Spuyten Duyvil
Review by Jonas Lamb
Bay-Area poet, playwright and translator Zack Rogow’s non-fiction debut playfully deploys an experimental form. Weaving together his father, Lee Rogow’s writings, imagined conversations between a grown man and the father he lost as a child, and other sources, Zack Rogow’s Hugging My Father’s Ghost innovates as much as it interrogates. Through these conversations it is clear that humor is an inherited trait and that preparations for conversations with the dead can take some time. Sixty nine years after the plane crash that killed his father, Rogow approaches the wreckage with caution and love.
In the opening chapter Rogow introduces his father through scene fragments portraying his parents living “the high life in New York in the 1950s” (1). The descriptions of their clothing style and the rhythms of the nightclubs where they spent their evenings dancing feel sensationalized and nostalgic, as if these are images and scenes Rogow has played over and over in his mind but perhaps questions their authenticity. Recounting his only memory of his father preparing “mish-mosh soup” in their West 78th street apartment, there’s an about face. Rogow speculates, “it’s possible that I don’t actually remember that scene with my father, that it was just narrated to me by my mother years later, that I constructed the images from my mom’s vivid descriptions” (11).
While Rogow took some comfort in these anecdotes about his father, he blocked out most of his grief admitting, “growing up, I tried not to think about my father, or even that I once had a father” (13). By the close of the opening chapter, the memoir shifts from casual reminiscence to vulnerable investigation. Rogow describes “the tenderness that fatherhood unlocked” in him as pivotal in making space in his heart for his own father.
Throughout the memoir, Rogow is at his best when describing the complicated emotional landscape and examining his contributions as a father: “The deepest contentment I’ve ever felt was reading children’s books to my kids with their shoulders pressing against mine on either side, till it almost hurt. Not euphoria, mind you —-that’s something different. Euphoria belongs more to romantic love. I’m talking about contentment. My children—they’re my three favorite people in the whole world!” (221)
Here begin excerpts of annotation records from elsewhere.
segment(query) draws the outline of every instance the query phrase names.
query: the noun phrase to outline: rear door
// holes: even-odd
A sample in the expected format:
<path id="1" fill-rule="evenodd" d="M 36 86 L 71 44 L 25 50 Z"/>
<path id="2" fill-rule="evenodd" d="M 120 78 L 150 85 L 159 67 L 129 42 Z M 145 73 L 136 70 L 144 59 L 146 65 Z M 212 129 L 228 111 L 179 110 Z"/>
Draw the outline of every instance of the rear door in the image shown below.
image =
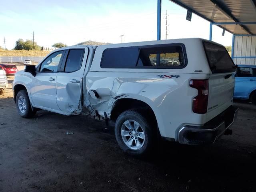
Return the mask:
<path id="1" fill-rule="evenodd" d="M 57 104 L 66 114 L 80 112 L 82 77 L 88 52 L 86 47 L 68 49 L 58 74 Z"/>
<path id="2" fill-rule="evenodd" d="M 235 84 L 232 75 L 236 68 L 224 46 L 208 42 L 203 43 L 212 72 L 208 80 L 206 114 L 207 120 L 210 120 L 232 104 Z"/>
Over the course of the memoir, father (Lee) and son (Zack) discuss their Jewish heritage and the ways in which Lee whitewashed much of his published fiction to satisfy the tastes of magazine editors and readers of the day. Lee’s short-stories depict the conservative culture of the 1950s but also signs of resistance and refusal. The idea of the happy housewife is challenged in “That Certain Flavor,” while Zack’s re-write (experiment) of “Better Late,” provides an opening for Lee and Zack to discuss strong women, divorce and late life dating.
Fire Island, New York circa 1950-60 comes alive through both Lee’s satire (“The Great Grocery Cartel”) and Zack’s vivid recollections of childhood summers as a shoe-less time, prowling beaches and boardwalks in packs with other kids, and doo-wop and Yankees games sailing through AM radio static.
Early conversations between Lee and Zack are light and quippy (at times schizophrenic), a demonstration of the importance of humor to both men. However, several conversations dig into family secrets, intimate expressions of parenting joy and repressed trauma. Rogow brings a poet’s emotional intelligence to the sequencing of the narrative. Readers will ride the rollercoaster with arms held high but also feel the ground vanish beneath. The heart of the memoir opens itself in chapter nine when Lee invites, “you haven’t really talked about what it was like…Growing up without me, without a father” (114). The conversation that unfolds is vulnerable, unexpected and reveals how Zack “made the best of the cards he (I) was dealt” (116).
While Rogow’s experimental collaging of sources effectively provides context for his father’s (and mother’s) life, the original typeface (or replicated) used to present these sources renders them nearly unreadable. All but a determined reader with perfect vision is likely to skip these and miss out on the heart of the book.
Rogow’s memoir, though intensely personal, will invite readers to imagine the conversations they might have with their own ghosts, to consider the questions most in need of asking and to prepare for the impact of their answers.